VI

Manos amigas sacudieron a Ulises, despertándolo. A la pobre luz de una yesca de lino aceitado vio sobre él el ojo de Ofelia. Una mano de Pretextos se posaba asustada sobre las suyas.
—¡Señor, quieren prenderte!
—Teotiscos va a acusarte en el teatro de la muerte de Juan Pericles y de que te levantas por rey de piratas! ¡Es por el rescate!
Recogieron en el saco la ropa de Ulises y ataron el zurrón. Ofelia le ofreció una naranja al mozo, y Ulises la tomó emocionado de las manos de la mendiga. Le recordó el membrillo escondido en el zurrón por su madre Euriclea el día en que salió de Ítaca para el mar. Le parecía que guardaba en la blusa la isla de Paros, la isla de Penélope, pegada a su carne.
—Bajaremos a la rada del Delfín —dijo Pretextos—, donde hace noche una nave de Salónica. El piloto es amigo. Zarpará tan pronto estés a bordo, querido señor. Le haré una seña anunciando que llegamos sin ser seguidos.
—¿Qué seña?
—Ladraré, príncipe, imitando un perrillo joven que se asusta de nocturnos caminantes, y abandona el pajar en que dormía para brincar a la pared del huerto.
El camino que llevaba a la rada del Delfín era una estrecha torrentera rodada por las avenidas invernales. Los pies del laértida se herían en los guijos de cuarzo y resbalaban en los tormos musgosos. Contenían la luz del alba que asomaba negras nubes y bajas, con sus enormes manos.
—¡Penélope! —exclamó Ulises en voz alta.
Se le rompía la voz. Llevó al rostro las manos.
Pretextos volvió la cabeza.
—¡La tendrás en Ítaca para la vendimia!¡Te la llevará tu siervo Pretextos!
Ulises se agarraba para no caer, pues bajaba con pies de ebrio, al saúco que ya florecía en los bordes del camino. En la playa, ladró Pretextos, rabiosillo can de pajar, y desde el mar le respondió la gaviota. Poco después se oyeron remos. Chapoteaban rítmicamente. Pretextos ladró por segunda vez, como cuando el can terminada la alarma regresa al cobijo, tranquilo pero todavía admonitor.

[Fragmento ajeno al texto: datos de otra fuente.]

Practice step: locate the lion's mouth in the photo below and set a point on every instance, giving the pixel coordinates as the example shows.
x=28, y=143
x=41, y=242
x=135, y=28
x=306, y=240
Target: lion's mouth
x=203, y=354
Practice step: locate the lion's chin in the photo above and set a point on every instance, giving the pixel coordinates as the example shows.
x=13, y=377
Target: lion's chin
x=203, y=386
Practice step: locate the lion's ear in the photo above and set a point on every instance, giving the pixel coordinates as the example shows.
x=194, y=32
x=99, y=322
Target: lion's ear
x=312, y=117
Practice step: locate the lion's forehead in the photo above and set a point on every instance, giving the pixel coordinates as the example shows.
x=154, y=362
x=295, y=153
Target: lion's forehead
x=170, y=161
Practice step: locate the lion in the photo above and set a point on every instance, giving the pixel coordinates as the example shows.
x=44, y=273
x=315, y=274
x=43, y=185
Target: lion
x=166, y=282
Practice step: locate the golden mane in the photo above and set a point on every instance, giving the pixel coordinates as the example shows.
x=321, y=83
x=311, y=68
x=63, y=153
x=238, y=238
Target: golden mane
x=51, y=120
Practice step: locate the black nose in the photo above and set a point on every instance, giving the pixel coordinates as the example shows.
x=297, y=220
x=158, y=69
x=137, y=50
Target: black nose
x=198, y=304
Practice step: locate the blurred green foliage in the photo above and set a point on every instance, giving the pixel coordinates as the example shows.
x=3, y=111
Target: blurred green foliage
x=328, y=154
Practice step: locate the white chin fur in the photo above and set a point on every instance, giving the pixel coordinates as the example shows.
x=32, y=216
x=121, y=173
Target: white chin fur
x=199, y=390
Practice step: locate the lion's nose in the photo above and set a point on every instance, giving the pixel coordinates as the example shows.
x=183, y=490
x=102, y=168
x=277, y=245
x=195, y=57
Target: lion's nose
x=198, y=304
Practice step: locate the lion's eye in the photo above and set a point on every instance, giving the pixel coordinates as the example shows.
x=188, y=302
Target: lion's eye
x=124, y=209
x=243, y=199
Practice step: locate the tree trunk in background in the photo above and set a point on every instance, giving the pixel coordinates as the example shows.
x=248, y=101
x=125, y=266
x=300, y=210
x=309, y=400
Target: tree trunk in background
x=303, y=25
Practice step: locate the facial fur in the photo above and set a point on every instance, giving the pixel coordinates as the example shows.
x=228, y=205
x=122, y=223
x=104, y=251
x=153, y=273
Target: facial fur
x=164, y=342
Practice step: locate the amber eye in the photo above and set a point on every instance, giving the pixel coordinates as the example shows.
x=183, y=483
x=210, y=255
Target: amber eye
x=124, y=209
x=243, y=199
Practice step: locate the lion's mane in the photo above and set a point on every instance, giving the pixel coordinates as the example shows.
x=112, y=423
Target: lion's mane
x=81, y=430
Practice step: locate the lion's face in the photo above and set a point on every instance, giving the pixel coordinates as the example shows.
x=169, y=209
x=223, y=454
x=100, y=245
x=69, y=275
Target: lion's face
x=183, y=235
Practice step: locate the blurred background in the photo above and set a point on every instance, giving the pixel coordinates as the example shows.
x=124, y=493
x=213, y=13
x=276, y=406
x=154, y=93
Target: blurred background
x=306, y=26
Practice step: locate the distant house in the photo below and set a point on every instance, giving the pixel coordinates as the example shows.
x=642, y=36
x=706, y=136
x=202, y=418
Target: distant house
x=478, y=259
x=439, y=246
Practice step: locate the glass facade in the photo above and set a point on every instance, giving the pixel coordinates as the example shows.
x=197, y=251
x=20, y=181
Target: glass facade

—¡Amo, llevaré a tu casa la esposa, en segura nave!
Abrazaba sollozando las rodillas de Ulises.
—Paga el viaje de Penélope y el tuyo con estas cuatro monedas de oro. ¡Quiero, Pretextos, ver asomar sobre el hombro de ella, cuando la nave arribe a Ítaca, tu labio roto!
Se volvió al ojo que sollozaba, un sol diminuto colgado de la neblina matinal y marina.
—-¡Adiós, Ofelia!¡Que vuelva alguna vez el celoso Bliofernes!
—¡Ulises, que vuelvas tú!
Y el hermoso ojo huyó manando lágrimas.
—Dile a Penélope que llevo mordido el corazón.
Cuando la nave abandonó la rada, amablemente empujada por delgados vientos del sur, sobre la silenciosa Paros, se desplegaron, en el borde de las nubes negras, rosados paños. La más coloreada de las nubecillas aurorales tomó la forma redonda y carnal de la boca de Penélope.